The report begins by stating, “We want success for children in rural towns and urban communities across the nation because we understand that providing opportunity to all children, regardless of their race or ethnicity, is essential to America’s prosperity.” Closing the racial achievement gap depends on understanding the obstacles that each child faces, especially those they face because of their race.
We now know that at least 1/3 of African American, Latino, and American Indian children live in a household with an income below the poverty line. Many children of color are also growing up in communities where unemployment and crime are higher, schools are poorer, access to capital, fresh produce, transit, and health care is limited, and family supports and services are fewer.
The ladder of opportunity young people of color are climbing is full of broken rungs and obstacles.
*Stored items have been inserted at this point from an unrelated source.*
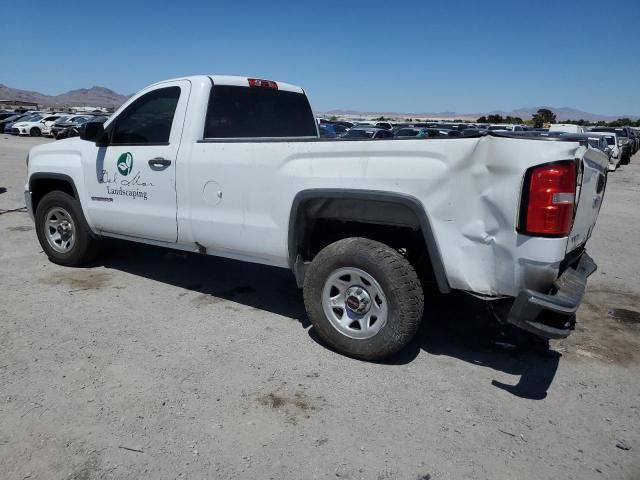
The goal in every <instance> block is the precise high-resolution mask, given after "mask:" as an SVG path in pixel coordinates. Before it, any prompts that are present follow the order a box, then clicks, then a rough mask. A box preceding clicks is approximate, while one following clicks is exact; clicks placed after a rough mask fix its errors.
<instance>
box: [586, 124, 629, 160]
mask: <svg viewBox="0 0 640 480" xmlns="http://www.w3.org/2000/svg"><path fill="white" fill-rule="evenodd" d="M591 131H592V132H611V133H615V134H616V136H617V137H618V147H620V163H621V164H622V165H627V164H628V163H629V162H630V161H631V155H633V150H632V148H633V143H630V140H629V139H630V137H631V129H630V128H629V127H594V128H592V129H591Z"/></svg>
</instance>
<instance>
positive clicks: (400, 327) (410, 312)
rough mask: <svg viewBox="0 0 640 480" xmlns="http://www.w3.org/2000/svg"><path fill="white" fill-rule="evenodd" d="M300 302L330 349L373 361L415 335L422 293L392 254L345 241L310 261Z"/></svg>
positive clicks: (394, 251) (316, 256)
mask: <svg viewBox="0 0 640 480" xmlns="http://www.w3.org/2000/svg"><path fill="white" fill-rule="evenodd" d="M304 303H305V307H306V310H307V314H308V315H309V320H310V321H311V324H312V325H313V326H314V328H315V329H316V331H317V332H318V335H319V336H320V337H321V338H322V339H323V340H324V341H325V342H327V343H328V344H329V345H330V346H331V347H332V348H334V349H335V350H336V351H338V352H340V353H343V354H345V355H348V356H350V357H355V358H360V359H363V360H378V359H381V358H384V357H387V356H389V355H392V354H394V353H396V352H398V351H400V350H401V349H402V348H403V347H405V346H406V345H407V343H409V341H411V339H412V338H413V337H414V336H415V334H416V332H417V331H418V328H419V326H420V322H421V320H422V313H423V309H424V294H423V291H422V285H421V284H420V280H419V279H418V275H417V274H416V272H415V270H414V268H413V267H412V265H411V264H410V263H409V261H408V260H407V259H406V258H404V257H403V256H402V255H400V253H398V252H397V251H396V250H394V249H392V248H391V247H389V246H387V245H385V244H383V243H380V242H376V241H373V240H369V239H366V238H347V239H344V240H339V241H337V242H335V243H332V244H331V245H329V246H327V247H325V248H324V249H323V250H322V251H320V253H318V255H317V256H316V257H315V258H314V259H313V261H312V262H311V265H310V266H309V268H308V270H307V273H306V275H305V282H304Z"/></svg>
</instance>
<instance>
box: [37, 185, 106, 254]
mask: <svg viewBox="0 0 640 480" xmlns="http://www.w3.org/2000/svg"><path fill="white" fill-rule="evenodd" d="M35 221H36V233H37V235H38V240H39V241H40V245H41V246H42V249H43V250H44V251H45V253H46V254H47V256H48V257H49V260H51V261H52V262H54V263H57V264H59V265H66V266H70V267H78V266H81V265H84V264H86V263H88V262H89V261H91V260H93V259H94V258H95V256H96V255H97V253H98V240H96V239H95V238H93V237H92V236H91V232H90V231H89V226H88V225H87V222H86V220H85V218H84V215H83V213H82V208H81V207H80V203H79V202H78V201H77V200H76V199H75V198H73V197H72V196H71V195H69V194H68V193H65V192H61V191H53V192H50V193H47V194H46V195H45V196H44V197H43V198H42V200H40V202H39V203H38V207H37V208H36V212H35Z"/></svg>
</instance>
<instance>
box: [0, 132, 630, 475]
mask: <svg viewBox="0 0 640 480" xmlns="http://www.w3.org/2000/svg"><path fill="white" fill-rule="evenodd" d="M44 141H47V140H44V139H31V138H16V137H8V136H6V135H0V268H1V271H2V274H1V275H0V478H2V479H18V480H23V479H27V478H29V479H94V478H96V479H97V478H100V479H102V478H117V479H146V478H149V479H174V478H189V479H201V478H247V479H255V478H274V479H289V478H291V479H311V478H348V479H359V478H364V479H376V480H377V479H410V480H415V479H433V480H441V479H443V480H444V479H452V480H454V479H455V480H458V479H467V478H468V479H513V478H518V479H529V478H535V479H560V478H561V479H581V480H584V479H591V478H601V479H638V478H640V454H639V452H640V421H639V417H640V383H639V382H638V378H639V373H640V369H639V367H638V362H639V360H640V353H639V352H640V349H639V347H640V323H639V322H640V314H639V313H638V310H640V301H639V299H640V273H639V272H640V244H639V242H638V239H640V222H639V221H638V219H639V218H640V217H639V213H638V204H639V203H640V156H636V158H634V159H633V161H632V163H631V165H629V166H625V167H623V168H621V169H620V170H619V171H617V172H615V173H613V174H611V176H610V181H609V185H608V191H607V197H606V199H605V203H604V206H603V209H602V212H601V215H600V220H599V223H598V225H597V227H596V230H595V232H594V234H593V238H592V239H591V241H590V244H589V247H590V248H589V250H590V253H591V255H592V257H593V258H594V259H595V260H596V262H597V263H598V264H599V266H600V269H599V270H598V272H596V273H595V274H594V276H593V277H592V278H591V281H590V285H589V291H588V294H587V297H586V300H585V303H584V304H583V306H582V307H581V310H580V311H579V317H578V321H579V323H578V328H577V330H576V332H575V334H574V335H573V336H571V337H570V338H569V339H567V340H565V341H562V342H554V343H553V344H552V349H551V350H550V351H548V352H543V353H523V352H518V351H514V350H509V349H505V348H499V347H497V346H492V345H491V344H490V343H489V342H486V341H485V336H484V335H481V333H482V329H481V328H480V327H479V325H482V323H483V321H484V320H486V317H485V313H484V311H483V309H482V308H481V306H480V305H478V303H476V302H475V301H473V300H472V299H470V298H467V297H466V296H464V295H452V296H450V297H447V298H444V299H442V298H440V299H431V301H430V302H433V304H434V305H435V308H434V309H433V310H434V312H435V313H434V314H432V315H431V318H430V322H429V323H428V324H426V325H425V327H424V328H423V329H422V331H421V333H420V335H419V337H418V338H417V339H416V341H415V342H414V343H413V344H412V345H411V346H410V347H409V348H407V349H406V351H404V352H402V354H400V355H399V356H397V357H395V358H393V359H391V360H390V361H388V362H386V363H379V364H375V363H365V362H360V361H356V360H351V359H348V358H345V357H342V356H340V355H337V354H335V353H333V352H331V351H330V350H328V349H326V348H325V347H323V346H322V345H320V344H319V342H318V340H317V339H316V337H315V336H314V334H313V331H312V330H310V329H309V328H308V327H309V325H308V321H307V319H306V316H305V313H304V308H303V304H302V298H301V297H302V296H301V293H300V291H299V290H298V289H297V288H296V287H295V282H294V280H293V277H292V275H291V274H290V273H289V272H287V271H285V270H279V269H274V268H268V267H263V266H257V265H250V264H243V263H239V262H234V261H230V260H224V259H218V258H212V257H202V256H197V255H190V254H183V253H173V252H170V251H166V250H163V249H159V248H151V247H144V246H138V245H134V244H129V243H125V242H116V243H113V244H112V245H111V247H110V249H109V252H108V253H107V254H106V255H105V256H104V257H103V258H102V259H101V260H100V261H99V262H98V263H97V264H96V265H95V266H93V267H91V268H83V269H70V268H62V267H58V266H56V265H54V264H52V263H49V262H48V260H47V259H46V257H45V256H44V255H43V253H42V251H41V249H40V246H39V245H38V242H37V240H36V236H35V231H34V228H33V225H32V222H31V220H30V219H29V217H28V215H27V214H26V213H24V211H23V210H18V211H11V210H14V209H19V208H21V207H23V205H24V201H23V194H22V191H23V185H24V182H25V164H24V161H25V155H26V153H27V151H28V149H29V148H30V147H31V146H33V145H35V144H38V143H42V142H44ZM7 210H9V211H7Z"/></svg>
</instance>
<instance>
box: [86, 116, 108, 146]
mask: <svg viewBox="0 0 640 480" xmlns="http://www.w3.org/2000/svg"><path fill="white" fill-rule="evenodd" d="M80 139H82V140H87V141H88V142H95V144H96V145H97V146H98V147H106V146H107V145H108V141H107V136H106V134H105V132H104V125H103V124H102V123H101V122H86V123H83V124H82V125H80Z"/></svg>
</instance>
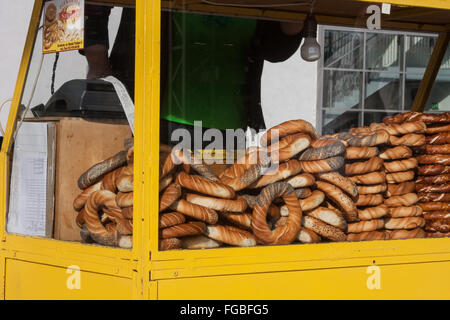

Overly harsh school disciplinary policies trap youth of color in the juvenile justice system, and a disproportionate number are arrested compared to white youths. Young people of color also receive more severe sentencing for the same offenses, and there’s a greater likelihood that they will be tried as adults and incarcerated in adult prisons than whites for the same crime.
Once they make it through high school, many young people of color have aspirations to complete college, and to be the first in their family to do so. But again, they face additional road blocks, relying on under-resourced community colleges or taking on tremendous debt to achieve this important milestone. College is seen as a gateway to the middle class, but it is more expensive for those who have less and need to borrow more to get there.
The Race for Results report provides the data and statistics needed to implement promising, evidence-based programs focused on improving outcomes for children and youth of color. After-all, this isn’t “their” problem; it’s our problem. The report notes that McKinsey & Company researches estimated that if the United States had closed the racial achievement gap in 1998, the United States GDP would have been up to $525 billion higher. We can’t afford to wait as a growing majority of minority students falls behind.